Nella medesima pieve, nel Contado di Como, lo si ritrova ancora nel 1644 (Relazione Opizzone 1644).
Nel “Compartimento territoriale specificante le cassine” del 1751, Vercana era sempre inserito nella pieve di Gravedona, ed il suo territorio comprendeva anche i cassinaggi di Libiana, Obbio, Lignoniga, “Sopra San Silvestro”, Arbosto, Cassera, Vico e Cajno (Compartimento Ducato di Milano, 1751).
Dalle risposte ai 45 quesiti della giunta del censimento del 1751 emerge che il comune di Vercana, che contava 500 abitanti, era infeudato a Carlo Tolomeo Gallio duca D’Alvito a cui pagava lire 1.12 per il diritto di caccia.
Il comune disponeva di un consiglio generale formato da tutti i capi di casa e dai “figli di famiglia”, purché maggiori di 15 anni, che veniva convocato dal console o da altro pubblico servitore.
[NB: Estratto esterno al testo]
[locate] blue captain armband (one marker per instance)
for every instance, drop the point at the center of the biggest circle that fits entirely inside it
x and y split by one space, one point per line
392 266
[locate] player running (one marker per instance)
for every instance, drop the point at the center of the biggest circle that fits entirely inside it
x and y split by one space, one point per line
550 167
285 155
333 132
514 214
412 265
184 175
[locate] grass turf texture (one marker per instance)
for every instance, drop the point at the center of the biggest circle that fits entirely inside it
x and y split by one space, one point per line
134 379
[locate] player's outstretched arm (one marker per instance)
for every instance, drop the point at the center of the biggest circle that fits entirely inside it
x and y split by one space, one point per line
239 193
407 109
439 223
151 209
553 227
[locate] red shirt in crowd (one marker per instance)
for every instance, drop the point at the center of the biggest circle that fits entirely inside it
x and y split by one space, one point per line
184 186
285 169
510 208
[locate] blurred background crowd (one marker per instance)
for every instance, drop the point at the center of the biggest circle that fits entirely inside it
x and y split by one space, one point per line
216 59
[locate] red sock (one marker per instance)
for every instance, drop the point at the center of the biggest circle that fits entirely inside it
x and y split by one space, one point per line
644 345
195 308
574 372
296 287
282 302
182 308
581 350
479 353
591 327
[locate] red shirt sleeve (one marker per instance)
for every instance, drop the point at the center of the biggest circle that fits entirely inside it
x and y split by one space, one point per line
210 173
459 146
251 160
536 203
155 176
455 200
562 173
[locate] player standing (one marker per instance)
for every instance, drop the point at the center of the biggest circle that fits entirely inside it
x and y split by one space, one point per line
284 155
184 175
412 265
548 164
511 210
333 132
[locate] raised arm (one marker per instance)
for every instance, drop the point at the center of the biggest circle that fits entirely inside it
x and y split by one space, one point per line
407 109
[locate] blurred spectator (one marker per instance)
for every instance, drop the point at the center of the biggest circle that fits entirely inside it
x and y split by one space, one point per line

Le adunanze si effettuavano, previo il suono della campana, nella pubblica piazza o nel locale dell’archivio. I sindaci, a cui era affidata l’amministrazione del patrimonio pubblico e la vigilanza sui riparti, erano in numero di tre. Eletti ogni anno dal consiglio in pubblica adunanza con votazione che poteva essere pubblica o segreta, potevano essere confermati. Dell’elezione, per mano di pubblico notaio, veniva redatto pubblico istrumento. In caso di discordia o di adunanze tenute nella sala dell’archivio, l’elezione avveniva con l’assistenza del commissario.
Il cancelliere, che per i suoi compiti veniva annualmente retribuito, aveva l’incarico di custodire le scritture che servivano alla sua attività quotidiana.
La rimanente parte dell’archivio era depositata presso una stanza presa appositamente in affitto, munita di tre chiavi conservate dai sindaci a cui ne era affidata la cura.
Il comune si avvaleva di un esattore, talvolta di due, uno per l’imposta d’estimo “vicino” e l’altro per l’imposta d’estimo “forestiero”, che venivano nominati dal consiglio in base alla migliore offerta presentata.
Il comune era sottoposto alla giurisdizione del podestà feudale residente in Gravedona, capo delle Tre Pievi, al quale pagava un salario annuo ed al quale il console prestava giuramento (Risposte ai 45 quesiti, 1751; cart. 3030).
Il comune di Vercana compare nell’“Indice delle pievi e comunità dello Stato di Milano” del 1753 ancora appartenente alla pieve di Gravedona (Indice pievi Stato di Milano, 1753).